The vice chairman of the US National Transportation Safety Board, Bruce Landsberg, has published a commentary on the NTSB’s blog on the human factors and systemic failures which led to the near-miss collision on 7 July 2017 between an Air Canada A320, inbound from Toronto, and four other aircraft awaiting takeoff at San Francisco International Airport.
Landsberg suggests that the events, which occurred near midnight, had the potential to be twice as deadly as the 27 March 1977 collision between two Boeing 747s on the runway in Tenerife; an incident which killed 583 people and remains the deadliest crash in aviation history.
In the Air Canada incident, disaster was averted by 13 feet, when pilots realized their error and aborted landing, but it was a very close call.
Landsberg is careful in his analysis not to lay blame on the pilots, but rather looks at the human factors and systemic failures which contributed to this high-risk situation.
Unlike the Tenerife tragedy, which was caused in part by heavy fog affecting visibility, weather was not a factor on 7 July 2017. Landsberg describes the night as “clear and calm, with no weather to obscure the visual approach to Runway 28 Right”.
The problem was that the Air Canada pilots did not realize the parallel runway (28 Left) was closed, and lined up for landing on a nearby taxiway instead of their assigned runway.

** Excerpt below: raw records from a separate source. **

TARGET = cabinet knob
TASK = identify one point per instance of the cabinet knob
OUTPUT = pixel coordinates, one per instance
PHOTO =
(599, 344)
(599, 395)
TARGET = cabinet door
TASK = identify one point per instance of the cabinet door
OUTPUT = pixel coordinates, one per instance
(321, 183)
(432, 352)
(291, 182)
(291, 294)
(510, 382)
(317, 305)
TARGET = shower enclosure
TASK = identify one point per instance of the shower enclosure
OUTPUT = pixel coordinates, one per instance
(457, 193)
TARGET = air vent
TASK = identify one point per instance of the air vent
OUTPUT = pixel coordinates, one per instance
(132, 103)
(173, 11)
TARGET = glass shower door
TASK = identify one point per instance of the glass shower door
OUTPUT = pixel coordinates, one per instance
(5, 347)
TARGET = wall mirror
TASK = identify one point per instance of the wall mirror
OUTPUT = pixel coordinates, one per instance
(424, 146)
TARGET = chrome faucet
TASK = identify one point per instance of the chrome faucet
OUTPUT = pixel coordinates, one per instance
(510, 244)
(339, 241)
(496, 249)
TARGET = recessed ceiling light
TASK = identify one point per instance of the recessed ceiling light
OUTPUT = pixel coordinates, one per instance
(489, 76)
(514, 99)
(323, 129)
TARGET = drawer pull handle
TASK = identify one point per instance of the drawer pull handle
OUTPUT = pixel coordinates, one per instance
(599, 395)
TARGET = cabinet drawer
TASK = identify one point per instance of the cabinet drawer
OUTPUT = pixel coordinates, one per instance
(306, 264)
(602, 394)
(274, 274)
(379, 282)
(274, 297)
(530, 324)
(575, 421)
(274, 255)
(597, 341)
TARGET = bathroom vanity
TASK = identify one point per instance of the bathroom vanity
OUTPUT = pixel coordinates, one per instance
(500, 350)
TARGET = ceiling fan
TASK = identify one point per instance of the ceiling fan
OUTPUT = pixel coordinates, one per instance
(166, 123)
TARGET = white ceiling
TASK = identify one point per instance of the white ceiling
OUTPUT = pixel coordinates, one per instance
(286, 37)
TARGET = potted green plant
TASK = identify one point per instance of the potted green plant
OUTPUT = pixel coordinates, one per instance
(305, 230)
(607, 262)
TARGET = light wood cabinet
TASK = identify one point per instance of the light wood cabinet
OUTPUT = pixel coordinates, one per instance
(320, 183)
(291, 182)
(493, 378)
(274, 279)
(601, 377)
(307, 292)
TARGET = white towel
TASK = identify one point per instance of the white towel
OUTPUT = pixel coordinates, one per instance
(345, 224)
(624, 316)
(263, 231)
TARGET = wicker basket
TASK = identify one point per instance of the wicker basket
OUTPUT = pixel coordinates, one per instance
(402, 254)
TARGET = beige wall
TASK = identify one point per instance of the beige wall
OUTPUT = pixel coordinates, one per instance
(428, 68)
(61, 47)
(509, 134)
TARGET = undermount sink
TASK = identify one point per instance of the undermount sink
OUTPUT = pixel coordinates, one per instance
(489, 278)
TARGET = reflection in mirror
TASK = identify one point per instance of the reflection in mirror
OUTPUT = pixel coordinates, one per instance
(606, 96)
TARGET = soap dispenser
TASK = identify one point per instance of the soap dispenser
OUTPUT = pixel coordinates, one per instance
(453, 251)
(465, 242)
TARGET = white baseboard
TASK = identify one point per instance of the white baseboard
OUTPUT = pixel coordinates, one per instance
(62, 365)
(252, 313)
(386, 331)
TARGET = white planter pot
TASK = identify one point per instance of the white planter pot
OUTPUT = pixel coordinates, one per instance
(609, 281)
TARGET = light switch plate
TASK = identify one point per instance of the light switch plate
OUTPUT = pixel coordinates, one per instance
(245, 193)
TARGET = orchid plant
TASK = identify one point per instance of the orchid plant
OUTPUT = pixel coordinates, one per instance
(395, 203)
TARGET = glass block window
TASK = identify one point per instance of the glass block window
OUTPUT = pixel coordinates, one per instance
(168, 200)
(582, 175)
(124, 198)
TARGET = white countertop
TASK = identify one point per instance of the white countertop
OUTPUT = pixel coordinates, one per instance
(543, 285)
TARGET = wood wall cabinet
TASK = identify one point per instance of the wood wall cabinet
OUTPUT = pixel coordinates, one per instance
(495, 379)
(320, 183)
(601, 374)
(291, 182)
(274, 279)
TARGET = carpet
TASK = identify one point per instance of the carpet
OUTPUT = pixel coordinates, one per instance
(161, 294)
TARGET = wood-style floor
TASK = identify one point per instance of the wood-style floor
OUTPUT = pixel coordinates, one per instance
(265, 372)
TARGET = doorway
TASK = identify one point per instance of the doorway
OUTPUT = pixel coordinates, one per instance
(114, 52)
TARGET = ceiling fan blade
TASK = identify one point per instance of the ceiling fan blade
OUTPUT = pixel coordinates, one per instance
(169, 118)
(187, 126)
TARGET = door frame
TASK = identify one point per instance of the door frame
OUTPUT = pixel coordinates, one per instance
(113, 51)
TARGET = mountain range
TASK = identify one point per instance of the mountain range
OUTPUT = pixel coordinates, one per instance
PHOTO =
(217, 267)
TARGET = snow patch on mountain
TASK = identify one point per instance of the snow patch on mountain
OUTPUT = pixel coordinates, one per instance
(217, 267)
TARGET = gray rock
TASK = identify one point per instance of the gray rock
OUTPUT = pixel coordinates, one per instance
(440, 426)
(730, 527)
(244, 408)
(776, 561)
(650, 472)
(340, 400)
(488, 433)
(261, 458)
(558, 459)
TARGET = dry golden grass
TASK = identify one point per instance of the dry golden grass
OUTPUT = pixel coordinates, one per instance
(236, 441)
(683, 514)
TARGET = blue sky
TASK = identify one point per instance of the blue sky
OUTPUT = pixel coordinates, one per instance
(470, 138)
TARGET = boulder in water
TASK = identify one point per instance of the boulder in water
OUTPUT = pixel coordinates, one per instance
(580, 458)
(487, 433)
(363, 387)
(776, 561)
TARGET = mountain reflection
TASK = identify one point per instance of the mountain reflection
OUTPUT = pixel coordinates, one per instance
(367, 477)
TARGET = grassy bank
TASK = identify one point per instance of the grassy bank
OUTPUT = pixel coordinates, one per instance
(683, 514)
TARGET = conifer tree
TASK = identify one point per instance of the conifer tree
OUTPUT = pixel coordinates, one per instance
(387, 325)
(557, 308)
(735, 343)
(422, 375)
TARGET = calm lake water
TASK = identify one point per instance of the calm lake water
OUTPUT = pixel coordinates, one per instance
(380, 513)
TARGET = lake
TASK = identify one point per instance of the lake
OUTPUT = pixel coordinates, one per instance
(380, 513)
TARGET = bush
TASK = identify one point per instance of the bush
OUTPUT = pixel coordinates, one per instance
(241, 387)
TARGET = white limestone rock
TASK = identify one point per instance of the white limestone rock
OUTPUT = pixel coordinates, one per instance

The Air Canada crew recognized their error in the nick of time and aborted landing just as the tower controller was ordering them to go around.
The NTSB investigation was hampered somewhat by what happened next. The captain, exhausted, did not notify the Air Canada dispatcher of the incident before going to bed. At that point, he had been awake for 19 hours.
“The captain was not technically ‘on duty’ that whole time, and, under Canadian regulations for reserve crew members, he still could have been available for duty for another 9 hours,” Landsberg says. “If we expect solid human performance where lives are at stake, fatigue rules need to be based on human factors science. The NTSB has recommended that Canada’s fatigue regulations be modified.”
When the captain filed his report 16 hours later, the aircraft had already taken off on a morning flight. The 2-hours of cockpit voice recorder (CVR) data was overwritten.
Recommendations from the NTSB report are based on what investigators could deduce from the evidence available.
One is that the FAA revise the format of NOTAMs (Notices to Airmen), something which the agency was originally tasked with doing in 2012.
“NOTAMs contain dozens of notices of varying importance, such as closed taxiways, wet runways, and small, unlit towers miles from the airport. Information about closed runways, however, is critical,” Landsberg states. “From a human factors perspective, we found that the presentation of information in the NOTAM the crew received did not effectively convey the information about the runway closure. This Air Canada crew missed two warnings about the closed runway at SFO, first in predeparture, and then via datalink before landing. Had they been aware of the closure, the pilots almost certainly would’ve suspected an unusual airport configuration with changed lighting patterns.”
Landsberg suggests that changing the language and formatting of NOTAMs is a critical priority. “The incident at SFO makes it clear that there is still much more work to be done. This is a safety issue that calls for urgent action,” he says.
Addressing the loss of CVR data to aid the investigation, Landsberg suggests that the aviation industry act on a previous recommendation, dating back to 2000, which would call for flight deck image recording. Aviation is the only form of transport that doesn’t use video recordings, because pilots have expressed workplace privacy concerns.
“For employees in safety-critical positions, privacy should take a backseat to human life,” Landsberg says. He adds that, unlike written transcripts of CVR and radio communications with the tower which are in the public domain, video recordings are protected by law from being released.
“Fortunately, we’ll get another chance to put some fixes in place to make a highly improbable event even less likely to recur. Let’s not squander it,” Landsberg concludes.